We conducted a national survey and identified 988 cases of liver disease which did not satisfy the inclusion criteria for any liver disease of known etiology. We expected these cases to include autoimmune liver disease (AILD) and its variant forms. We selected 269 prototype cases for which histological re-evaluation of liver biopsy by independent expert hepatopathologists and the original diagnosis coincided. We did a multiple logistic regression analysis to determine explanatory variables that would distinguish cases of AIH and PBC from those of non-AIH and non-PBC, respectively. We constructed a multivariable diagnostic formula that gave AIH and PBC disease probabilities and validated it in a study of an additional 371 cases (validation group).

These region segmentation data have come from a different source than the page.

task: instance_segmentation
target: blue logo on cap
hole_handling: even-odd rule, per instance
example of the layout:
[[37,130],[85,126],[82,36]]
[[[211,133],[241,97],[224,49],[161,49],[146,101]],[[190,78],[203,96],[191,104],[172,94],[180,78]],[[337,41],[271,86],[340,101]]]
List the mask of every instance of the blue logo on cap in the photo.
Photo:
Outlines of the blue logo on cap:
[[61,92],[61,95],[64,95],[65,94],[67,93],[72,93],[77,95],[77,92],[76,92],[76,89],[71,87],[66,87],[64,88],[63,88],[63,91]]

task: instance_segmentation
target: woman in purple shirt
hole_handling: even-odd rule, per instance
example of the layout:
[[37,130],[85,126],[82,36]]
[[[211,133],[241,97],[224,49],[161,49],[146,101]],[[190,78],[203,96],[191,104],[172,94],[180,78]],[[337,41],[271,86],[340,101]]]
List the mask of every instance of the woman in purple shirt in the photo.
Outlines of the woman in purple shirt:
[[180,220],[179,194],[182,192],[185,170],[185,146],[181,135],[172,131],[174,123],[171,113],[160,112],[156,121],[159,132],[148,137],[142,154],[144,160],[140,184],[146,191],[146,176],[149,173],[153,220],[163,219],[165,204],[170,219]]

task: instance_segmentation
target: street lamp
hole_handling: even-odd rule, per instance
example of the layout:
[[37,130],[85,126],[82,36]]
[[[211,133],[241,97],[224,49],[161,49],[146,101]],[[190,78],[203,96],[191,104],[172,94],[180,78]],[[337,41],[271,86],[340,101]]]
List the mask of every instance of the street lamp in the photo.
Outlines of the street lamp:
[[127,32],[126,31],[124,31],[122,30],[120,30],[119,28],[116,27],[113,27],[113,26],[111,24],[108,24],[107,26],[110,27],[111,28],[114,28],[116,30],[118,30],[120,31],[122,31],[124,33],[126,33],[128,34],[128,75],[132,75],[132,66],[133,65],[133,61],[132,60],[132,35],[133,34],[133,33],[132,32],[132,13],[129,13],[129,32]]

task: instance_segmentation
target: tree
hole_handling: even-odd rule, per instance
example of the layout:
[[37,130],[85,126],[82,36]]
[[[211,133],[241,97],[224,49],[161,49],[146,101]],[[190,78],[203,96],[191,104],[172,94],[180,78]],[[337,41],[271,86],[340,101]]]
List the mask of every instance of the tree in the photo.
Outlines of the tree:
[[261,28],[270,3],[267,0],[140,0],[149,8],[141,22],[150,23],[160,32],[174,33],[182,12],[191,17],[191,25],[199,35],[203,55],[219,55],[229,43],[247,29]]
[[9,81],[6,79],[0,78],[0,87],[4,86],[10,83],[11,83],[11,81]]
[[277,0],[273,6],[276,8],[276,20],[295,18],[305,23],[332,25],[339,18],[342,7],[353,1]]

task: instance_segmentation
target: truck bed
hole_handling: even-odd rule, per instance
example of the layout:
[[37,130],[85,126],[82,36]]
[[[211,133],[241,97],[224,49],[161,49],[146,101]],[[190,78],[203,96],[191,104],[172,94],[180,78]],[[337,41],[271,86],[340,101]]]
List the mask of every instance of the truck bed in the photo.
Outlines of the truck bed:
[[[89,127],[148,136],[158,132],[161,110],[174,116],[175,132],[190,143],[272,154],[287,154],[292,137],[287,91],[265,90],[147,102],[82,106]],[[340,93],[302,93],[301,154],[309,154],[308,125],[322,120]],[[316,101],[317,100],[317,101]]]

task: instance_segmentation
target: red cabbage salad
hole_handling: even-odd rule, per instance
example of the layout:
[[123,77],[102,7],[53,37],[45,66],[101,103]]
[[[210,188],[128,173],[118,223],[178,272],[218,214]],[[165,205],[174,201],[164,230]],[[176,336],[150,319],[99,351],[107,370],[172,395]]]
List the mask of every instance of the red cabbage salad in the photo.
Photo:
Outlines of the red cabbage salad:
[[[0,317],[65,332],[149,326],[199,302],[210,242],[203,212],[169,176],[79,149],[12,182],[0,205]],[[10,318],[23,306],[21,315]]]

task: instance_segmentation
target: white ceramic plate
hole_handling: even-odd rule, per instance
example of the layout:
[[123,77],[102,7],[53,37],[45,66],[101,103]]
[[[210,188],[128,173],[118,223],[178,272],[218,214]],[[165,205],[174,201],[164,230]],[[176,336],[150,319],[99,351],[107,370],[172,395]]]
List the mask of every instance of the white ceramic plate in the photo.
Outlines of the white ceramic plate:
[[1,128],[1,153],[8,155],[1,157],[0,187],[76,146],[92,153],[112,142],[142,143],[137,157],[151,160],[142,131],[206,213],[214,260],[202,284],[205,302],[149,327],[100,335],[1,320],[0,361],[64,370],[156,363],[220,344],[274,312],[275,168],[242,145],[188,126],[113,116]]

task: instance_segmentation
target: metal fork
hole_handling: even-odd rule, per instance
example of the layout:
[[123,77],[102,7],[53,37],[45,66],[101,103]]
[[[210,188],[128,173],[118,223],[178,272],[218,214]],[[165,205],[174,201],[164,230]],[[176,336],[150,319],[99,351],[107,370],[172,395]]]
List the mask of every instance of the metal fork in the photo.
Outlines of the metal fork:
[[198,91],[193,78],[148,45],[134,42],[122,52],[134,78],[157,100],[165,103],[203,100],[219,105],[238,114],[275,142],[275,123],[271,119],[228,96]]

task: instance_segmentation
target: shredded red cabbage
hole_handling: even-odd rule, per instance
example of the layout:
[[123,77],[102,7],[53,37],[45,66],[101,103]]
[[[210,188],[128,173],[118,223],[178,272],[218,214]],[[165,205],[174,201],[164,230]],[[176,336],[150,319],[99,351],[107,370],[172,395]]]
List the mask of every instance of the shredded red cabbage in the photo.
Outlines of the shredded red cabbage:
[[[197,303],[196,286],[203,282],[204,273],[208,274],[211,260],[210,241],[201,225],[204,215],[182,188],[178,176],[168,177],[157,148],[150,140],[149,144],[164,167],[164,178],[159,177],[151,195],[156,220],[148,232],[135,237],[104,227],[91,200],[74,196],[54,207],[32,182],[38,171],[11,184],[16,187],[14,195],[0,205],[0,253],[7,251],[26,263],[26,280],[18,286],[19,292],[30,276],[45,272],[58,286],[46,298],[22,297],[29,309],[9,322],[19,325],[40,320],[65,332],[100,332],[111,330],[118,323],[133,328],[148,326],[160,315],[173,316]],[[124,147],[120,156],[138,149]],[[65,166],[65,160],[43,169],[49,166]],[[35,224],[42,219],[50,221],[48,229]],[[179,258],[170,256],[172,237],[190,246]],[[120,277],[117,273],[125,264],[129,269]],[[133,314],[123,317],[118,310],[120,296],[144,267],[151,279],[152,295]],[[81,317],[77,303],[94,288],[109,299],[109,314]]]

Based on the results of the statistical analysis, we selected three laboratory tests and four histological features as independent variables correlated to the diagnosis of both AIH and PBC. For the validation group, assuming that the original diagnosis was correct, the sensitivity and specificity for AIH were 86.3% and 92.4%, respectively. For PBC the sensitivity and specificity were 82.5% and 63.7%, respectively. A detailed analysis of inconsistent cases showed that the diagnosis based on the formula had given the correct diagnosis, for either AIH or PBC, except for 5 cases (1.3%) in which disease probability was low for both.
A seven-variable formula based on three laboratory tests and four histological features gives significant information for the diagnosis of AILD.